So, you know how everyone wants advanced chips for everything from AI to your next smartphone? Well, the company that makes a lot of those chips is staffing up in a big way. Taiwan Semiconductor Manufacturing Co. (TSM) is planning to hire about 8,000 people this year. That's a lot of new engineers and technical folks.
And they're not being cheap about it. The company says it will offer an average annual salary of 2.2 million New Taiwanese dollars—that's about $69,449—to newly recruited engineers who have a master's degree. That's a pretty solid starting point for a career in chipmaking.
This isn't just a vague plan. They've already launched a recruitment campaign, including a job fair at National Taiwan University. They're looking for talent to work at their facilities all over Taiwan: Taoyuan, Hsinchu, Miaoli, Taichung, Chiayi, Tainan, and Kaohsiung. They want people in electrical engineering, materials science, mechanical engineering, and even business management and accounting. Oh, and they're specifically hunting for specialists in AI, big data, and digital transformation tech. They plan to hold more events at other universities and online, and they're even running a summer internship program.
Here's the interesting part: they're doing all this hiring and expanding their production footprint in Taiwan while the global chip market is a bit jittery. There's been a broad selloff in semiconductor and tech stocks lately, partly thanks to geopolitical tensions like the U.S.–Iran conflict. But TSMC's expansion plans? Still on track. It's like they're building the factory while the market outside is having a moment.
But not everything is smooth sailing in the world of advanced lithography. TSMC's expansion isn't just happening in Taiwan. The company is also building chip fabrication plants—"fabs" in industry speak—in the United States. And that has sparked a surprisingly heated political debate back home in Taiwan.
Some politicians from the Chinese Nationalist Party (KMT) and the Taiwan People's Party (TPP) are not happy. They argue that building fabs in the U.S. could weaken Taiwan's own semiconductor industry. KMT Deputy Secretary-General Lin Pei-hsiang has called the move a "substantial hollowing out" of Taiwan rather than a fair, reciprocal cooperation. Former TPP Chair Ko Wen-je went even further, saying it amounts to "selling Taiwan out to the United States." Both parties are now pushing for legislation that would restrict the transfer of semiconductor technology out of Taiwan.
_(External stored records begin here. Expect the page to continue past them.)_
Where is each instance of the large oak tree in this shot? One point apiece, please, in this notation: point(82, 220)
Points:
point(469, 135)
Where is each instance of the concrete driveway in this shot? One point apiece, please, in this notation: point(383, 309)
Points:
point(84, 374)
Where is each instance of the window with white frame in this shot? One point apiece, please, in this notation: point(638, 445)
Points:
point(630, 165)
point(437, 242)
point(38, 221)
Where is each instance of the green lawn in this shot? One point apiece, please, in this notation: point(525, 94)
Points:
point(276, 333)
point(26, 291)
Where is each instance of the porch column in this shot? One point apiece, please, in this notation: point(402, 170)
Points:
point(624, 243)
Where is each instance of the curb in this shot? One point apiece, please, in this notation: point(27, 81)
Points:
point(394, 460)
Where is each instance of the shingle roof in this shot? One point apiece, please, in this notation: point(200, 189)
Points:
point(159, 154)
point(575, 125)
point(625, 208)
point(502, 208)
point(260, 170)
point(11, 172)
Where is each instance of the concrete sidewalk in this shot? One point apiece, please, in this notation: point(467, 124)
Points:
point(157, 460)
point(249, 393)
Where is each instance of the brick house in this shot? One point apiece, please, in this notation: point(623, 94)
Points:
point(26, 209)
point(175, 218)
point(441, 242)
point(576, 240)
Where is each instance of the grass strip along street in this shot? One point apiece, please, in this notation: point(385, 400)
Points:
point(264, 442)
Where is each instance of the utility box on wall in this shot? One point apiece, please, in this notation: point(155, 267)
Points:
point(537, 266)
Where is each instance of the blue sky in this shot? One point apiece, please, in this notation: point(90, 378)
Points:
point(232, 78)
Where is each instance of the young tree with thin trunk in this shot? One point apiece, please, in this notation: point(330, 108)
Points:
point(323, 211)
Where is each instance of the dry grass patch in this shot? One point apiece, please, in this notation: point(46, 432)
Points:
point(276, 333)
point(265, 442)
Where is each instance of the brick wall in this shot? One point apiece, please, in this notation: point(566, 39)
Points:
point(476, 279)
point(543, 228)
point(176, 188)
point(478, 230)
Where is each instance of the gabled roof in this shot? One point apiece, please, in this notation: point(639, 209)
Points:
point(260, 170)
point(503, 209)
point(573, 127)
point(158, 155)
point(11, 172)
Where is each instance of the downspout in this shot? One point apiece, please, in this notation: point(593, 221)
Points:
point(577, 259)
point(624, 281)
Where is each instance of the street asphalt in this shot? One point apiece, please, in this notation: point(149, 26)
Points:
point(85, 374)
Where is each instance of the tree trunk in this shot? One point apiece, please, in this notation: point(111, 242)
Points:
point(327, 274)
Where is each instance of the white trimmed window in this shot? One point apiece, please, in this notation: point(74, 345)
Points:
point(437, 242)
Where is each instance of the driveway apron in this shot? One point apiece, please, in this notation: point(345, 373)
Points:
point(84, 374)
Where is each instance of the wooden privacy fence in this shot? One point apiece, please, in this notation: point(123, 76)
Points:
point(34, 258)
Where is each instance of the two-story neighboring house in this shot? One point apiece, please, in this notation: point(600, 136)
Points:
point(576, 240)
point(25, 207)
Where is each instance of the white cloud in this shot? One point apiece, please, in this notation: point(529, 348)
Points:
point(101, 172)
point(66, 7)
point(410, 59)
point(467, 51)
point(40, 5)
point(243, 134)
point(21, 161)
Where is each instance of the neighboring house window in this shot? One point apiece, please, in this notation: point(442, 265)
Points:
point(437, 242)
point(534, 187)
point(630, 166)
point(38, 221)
It's a line of argument that apparently resonates with some voters who are worried about Taiwan's economy. But according to reports, these claims are misleading. The argument against the panic is that Taiwan's dominant position in the global chip market isn't actually threatened by investing in the United States. It's more about spreading the risk and getting closer to big customers, not about abandoning the home base.
So, to recap: TSMC is hiring thousands of people and paying them well to make more chips in Taiwan, all while it's also building chips in America, which is making some politicians in Taiwan very angry. It's a classic case of a global company navigating both market forces and local politics.
As for the stock? Taiwan Semiconductor shares were down 1.02% at $335.43 in premarket trading on Monday. Because even when you're creating 8,000 jobs and trying to supply the world with silicon brains, the market can still have a bad day.